D’après elle, si interjeter appel constitue bel et bien un droit, le fait d’en faire usage lorsqu’une condamnation pour des faits de viols a été prononcée en présence de preuves reviendrait à nier l’infraction.
L’appel : un droit absolu pour les condamnés
Qu’il soit question d’un crime, d’un délit ou d’une contravention, la faculté pour un condamné de faire réexaminer son affaire par une autre juridiction est un droit. Sur ce point, l’ancienne députée a dit juste. Et une telle possibilité en matière criminelle n’est pas si nouvelle, puisqu’elle est née de la loi du 15 juin 2000, entrée en vigueur le 1er janvier 2001.
En vertu des articles 380-1 et 380-2 du Code de procédure pénale, l’accusé, tout comme le ministère public, dispose de la faculté de faire appel d’un arrêt de condamnation rendu par la cour d’assises en premier ressort. Cet appel est porté devant une autre cour d’assises chargée de juger une seconde fois l’affaire.
La cour criminelle départementale, nouvelle juridiction criminelle compétente pour juger l’infraction de viol, notamment dans le cadre du procès des viols de Mazan, ne fait pas exception à cette règle, rappelée à l’article 380-21 du même code.
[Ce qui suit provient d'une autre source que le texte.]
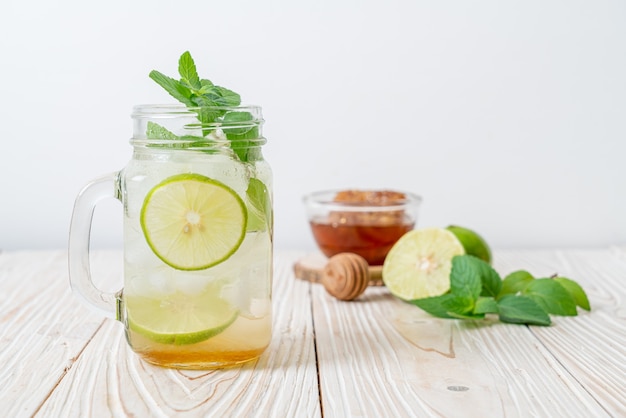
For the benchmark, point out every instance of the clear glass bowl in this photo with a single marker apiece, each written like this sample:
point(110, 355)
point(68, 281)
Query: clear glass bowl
point(364, 222)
Et pourtant, « même confronté à des images, à des preuves, il y a encore ce déni… » s’est étonnée la nouvelle Ministre. À en croire les paroles de cette dernière, l’existence de preuves devrait dissuader une personne condamnée pour viol de faire appel. Or, rien de tel n’est prévu dans la loi. Qu’il s’agisse de viol, comme c’est le cas dans ce procès, ou de n’importe quelle autre infraction, le droit d’appel pour la personne condamnée existe, indépendamment des preuves.
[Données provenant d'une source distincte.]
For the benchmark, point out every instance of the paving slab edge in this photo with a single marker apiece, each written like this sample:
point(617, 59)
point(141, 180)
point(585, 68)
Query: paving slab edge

Par ailleurs, l’existence de preuves de la commission d’une infraction ne va pas automatiquement de pair avec une condamnation pénale. Par exemple, l’auteur des faits peut être déclaré irresponsable pénalement, en cas par exemple de trouble mental ayant aboli son discernement. Autre exemple, les faits matériels peuvent bien constituer l’infraction — en l’occurrence, les actes de pénétration sexuelle — mais il faut que l’élément moral du viol soit prouvé : c’est une ligne de défense développée par certains accusés dans le procès.
La contestation de la culpabilité mais pas que
Selon Aurore Bergé, l’appel interjeté par 17 des condamnés du procès des viols de Mazan « en dit long ». Elle a ainsi énoncé que « l’on ne reconnaît jamais avoir violé », comme si le fait pour ces personnes d’interjeter appel ne pouvait que signifier qu’ils nient leur culpabilité.
Or, l’appel formulé par une personne condamnée ne porte pas systématiquement sur la décision l’ayant déclaré coupable. Il peut en effet s’agir de l’une des raisons entraînant l’accusé à demander le réexamen de son affaire. Mais un second procès peut aussi être demandé en raison de la durée de la peine, que le condamné peut juger trop élevée. Plus rare, mais juridiquement possible, l’appel peut porter sur le montant des dommages et intérêts que la personne a été condamnée à verser à la partie civile.
En définitive, le droit d’appel a été exercé conformément aux dispositions prévues par la loi. Un nouveau procès se tiendra donc fin 2025, avec la particularité que le jury populaire retrouvera sa place au sein de la cour, l’appel des décisions de la cour criminelle départementale étant porté devant la cour d’assises.